Guam -In a statement late Wednesday afternoon, Governor Eddie Calvo announced that he is suspending the Hay Study pay increases for all GovGuam employees.
Calvo says he doesn’t know why the Camacho Administration decided to immplament the Hay Study, but he called the decision “an empty promise” adding that “the government can’t afford it” and “now our hard-working government employees will have to shoulder the burden of that empty promise.”
Read the Governor’s Address in full below:
My fellow Guamanians,
I don’t have very good news about your government tonight. I’ve made some decisions so that the public schools can stay open this year, the hospital can have medicine, and so that those most in need do not have to suffer more than they already are.
Our finance directors are continuing to assess the government’s cash position for this fiscal year. Their preliminary reviews disclose that there is no apparent course of action that will result in positive FY 2011 cash balances as reported by the prior administration to the Transition committee. Some time over the next nine months, we may, quite frankly, run out of cash. If we do, we will not be able to pay employees, run the hospital, keep schools open or help the needy.
If we do not close this cash gap, those in need will suffer the most. It will negatively affect Mental Health, COLA, the hospital, and non-profit organizations like Catholic Social Services and Sanctuary. This is money to feed the homeless, shelter abused children, help victims of domestic violence, assist the elderly pay for their medication, and to aid families struggling with disabilities. We can’t leave these people behind. We can’t turn a blind eye and watch them suffer as the money runs out. And we also can’t keep holding your tax refunds.
Ray and I are keeping our promise and are taking immediate actions. We had to act today, because I refuse to shut down the government or to have a mass layoff of teachers, police officers, doctors and other professionals of the government.

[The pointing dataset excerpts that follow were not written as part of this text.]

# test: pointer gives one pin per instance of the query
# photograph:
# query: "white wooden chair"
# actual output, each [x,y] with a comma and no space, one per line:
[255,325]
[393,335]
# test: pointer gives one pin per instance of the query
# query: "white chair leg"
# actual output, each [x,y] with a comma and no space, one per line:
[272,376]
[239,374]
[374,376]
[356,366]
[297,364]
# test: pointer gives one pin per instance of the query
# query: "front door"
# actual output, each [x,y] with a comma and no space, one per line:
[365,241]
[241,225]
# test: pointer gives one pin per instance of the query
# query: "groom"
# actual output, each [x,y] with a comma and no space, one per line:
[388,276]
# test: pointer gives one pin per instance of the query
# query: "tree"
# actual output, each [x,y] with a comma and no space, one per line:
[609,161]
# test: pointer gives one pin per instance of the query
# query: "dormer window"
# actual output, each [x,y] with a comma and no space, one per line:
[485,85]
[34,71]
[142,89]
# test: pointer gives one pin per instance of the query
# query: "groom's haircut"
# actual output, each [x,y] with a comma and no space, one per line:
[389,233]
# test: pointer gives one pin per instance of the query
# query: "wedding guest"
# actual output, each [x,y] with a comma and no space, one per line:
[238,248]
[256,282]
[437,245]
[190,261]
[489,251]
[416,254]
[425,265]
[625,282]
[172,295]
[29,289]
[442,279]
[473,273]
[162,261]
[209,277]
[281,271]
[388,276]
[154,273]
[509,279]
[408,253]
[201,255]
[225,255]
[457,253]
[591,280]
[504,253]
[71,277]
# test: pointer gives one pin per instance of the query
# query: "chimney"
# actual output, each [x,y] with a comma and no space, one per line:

Ray and I are issuing further orders to cut costs. We are directing all agencies to reduce the cost of electricity by at least 10 percent. Paper reduction through greater use of digital communication, double-sided printing and recycling will be mandatory. We will authorize audits of fuel expenses and the use of 24-hour vehicles. We will be investigating the consolidation of office space to save on rentals. And as of today, the Hay Study is suspended.
I cannot speak to the reasons our predecessors decided to implement the Hay plan based on the financial information we have before us today. All I know is that it was an empty promise, the government can’t afford it, and now our hard-working government employees will have to shoulder the burden of that empty promise.
These actions do not include further cost cuts that will be made when agency directors submit their assessments this month. We expect further containment of spending through innovative ideas. This includes the health insurance liability. We are looking at ways to reduce the cost of health insurance. There are legal issues we must address first… we need to determine whether, legally, this can be affected.